Before his work with the KLM, he used to pilot for the Dutch carrier Martinair. The royalty said, "For me, the most important thing is that I have a hobby for which I need to concentrate completely." He added that the most relaxing part of being a pilot is that he is able to disengage from his royal obligations and focus on something else.
The King will not give up flying soon because he is currently training to fly Boeing 737s that will replace the Fokker 70 fleet of the KLM Cityhopper, according to CNN. He already has a vast flying experience. While still a student, King Willem-Alexander has experienced his first flight. In the late '80s, he worked as a volunteer pilot for the medical aid organization, the Kenya Wildlife Service and the African Medical Research & Education Foundation.

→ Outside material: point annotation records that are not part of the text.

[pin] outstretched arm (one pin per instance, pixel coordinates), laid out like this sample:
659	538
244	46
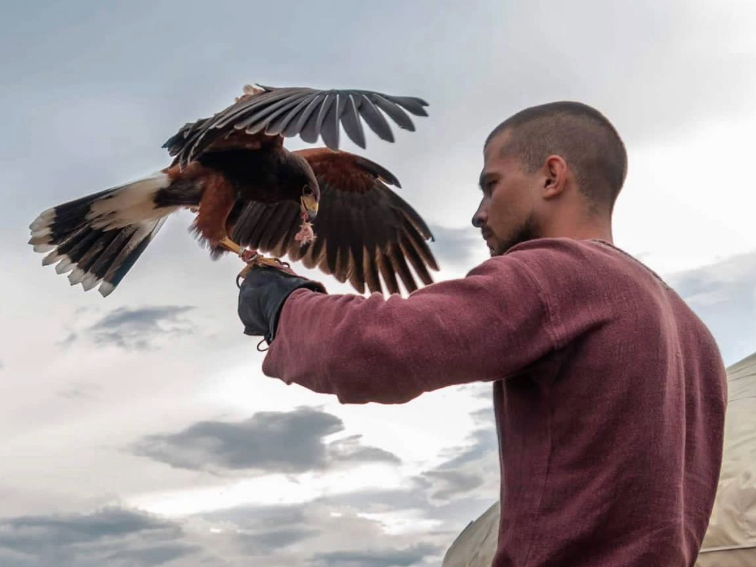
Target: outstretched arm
483	327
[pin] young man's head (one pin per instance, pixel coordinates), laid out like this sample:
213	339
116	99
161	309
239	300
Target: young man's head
549	171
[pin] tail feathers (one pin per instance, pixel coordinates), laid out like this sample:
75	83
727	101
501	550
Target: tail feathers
98	238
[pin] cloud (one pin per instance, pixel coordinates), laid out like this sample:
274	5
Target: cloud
723	295
376	558
267	540
273	442
140	328
109	537
458	247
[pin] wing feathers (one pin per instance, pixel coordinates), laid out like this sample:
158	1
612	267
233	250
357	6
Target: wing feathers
294	111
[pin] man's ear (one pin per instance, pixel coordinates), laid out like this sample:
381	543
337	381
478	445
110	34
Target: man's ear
555	176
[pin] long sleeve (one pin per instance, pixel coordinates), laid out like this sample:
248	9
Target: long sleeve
490	324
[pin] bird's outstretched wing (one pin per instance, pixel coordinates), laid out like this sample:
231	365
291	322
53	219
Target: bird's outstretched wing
364	231
298	111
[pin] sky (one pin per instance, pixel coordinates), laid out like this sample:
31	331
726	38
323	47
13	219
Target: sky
138	430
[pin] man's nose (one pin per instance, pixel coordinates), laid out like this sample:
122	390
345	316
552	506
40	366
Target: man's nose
479	219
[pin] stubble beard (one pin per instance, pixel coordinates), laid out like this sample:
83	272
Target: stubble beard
529	230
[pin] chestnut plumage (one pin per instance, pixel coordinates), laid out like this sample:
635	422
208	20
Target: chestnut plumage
233	170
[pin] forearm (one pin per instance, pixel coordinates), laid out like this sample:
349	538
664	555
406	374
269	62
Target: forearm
391	351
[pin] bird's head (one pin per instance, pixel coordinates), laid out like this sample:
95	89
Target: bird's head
305	188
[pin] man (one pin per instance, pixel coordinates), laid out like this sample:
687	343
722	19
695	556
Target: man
609	393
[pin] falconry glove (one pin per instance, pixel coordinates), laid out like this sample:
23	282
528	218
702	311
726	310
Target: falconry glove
262	295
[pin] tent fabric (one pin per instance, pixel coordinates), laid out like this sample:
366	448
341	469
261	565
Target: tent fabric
730	540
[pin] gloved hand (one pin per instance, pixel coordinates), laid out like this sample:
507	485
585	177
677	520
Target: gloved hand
262	294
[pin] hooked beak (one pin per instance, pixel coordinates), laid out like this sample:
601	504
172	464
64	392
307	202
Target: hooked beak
309	206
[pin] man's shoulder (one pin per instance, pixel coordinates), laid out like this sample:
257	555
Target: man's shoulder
553	254
569	269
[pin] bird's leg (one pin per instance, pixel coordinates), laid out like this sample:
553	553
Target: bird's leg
246	254
251	257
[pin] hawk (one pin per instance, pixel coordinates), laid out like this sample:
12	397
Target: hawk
328	208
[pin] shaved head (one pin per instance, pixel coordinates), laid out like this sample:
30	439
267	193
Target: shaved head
581	135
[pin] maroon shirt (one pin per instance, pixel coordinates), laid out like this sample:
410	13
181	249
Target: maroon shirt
609	393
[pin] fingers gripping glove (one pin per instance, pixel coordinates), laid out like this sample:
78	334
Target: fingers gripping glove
262	295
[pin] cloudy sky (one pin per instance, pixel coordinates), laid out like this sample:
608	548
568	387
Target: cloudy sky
139	431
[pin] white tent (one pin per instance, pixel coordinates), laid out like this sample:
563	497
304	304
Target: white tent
731	538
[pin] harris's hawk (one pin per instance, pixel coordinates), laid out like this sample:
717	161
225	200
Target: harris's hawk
248	190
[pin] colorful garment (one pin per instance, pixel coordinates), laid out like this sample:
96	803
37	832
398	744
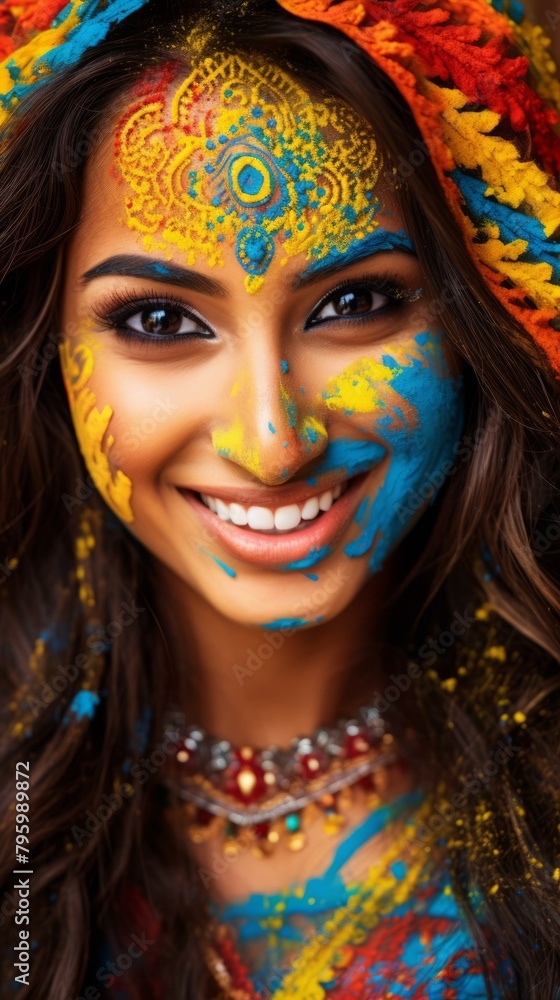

The 2001 ban of access to the cockpit of the plane following the 9/11 attacks has prevented the public from knowing that he is piloting flights. He said that he can address the passengers and welcome them aboard without knowing that the King is co-piloting the aircraft.
The reigning monarch got his private pilot license in 1985 and his commercial pilot license in 1987 as reported by Today. Aside from King Willem-Alexander, Prince Charles of Great Britain is a licensed pilot. Prince William has worked as a pilot for a search-and-rescue chopper while his younger brother Prince Harry has flown an Apache helicopter to Afghanistan as part of Britain's Army Air Corps.
These monarchs can serve their countries in a pilot's capacity whether in war or in rescue. King Willem-Alexander has been serving his people in anonymity as a co-pilot. While in service, he also gets the relaxation he needs.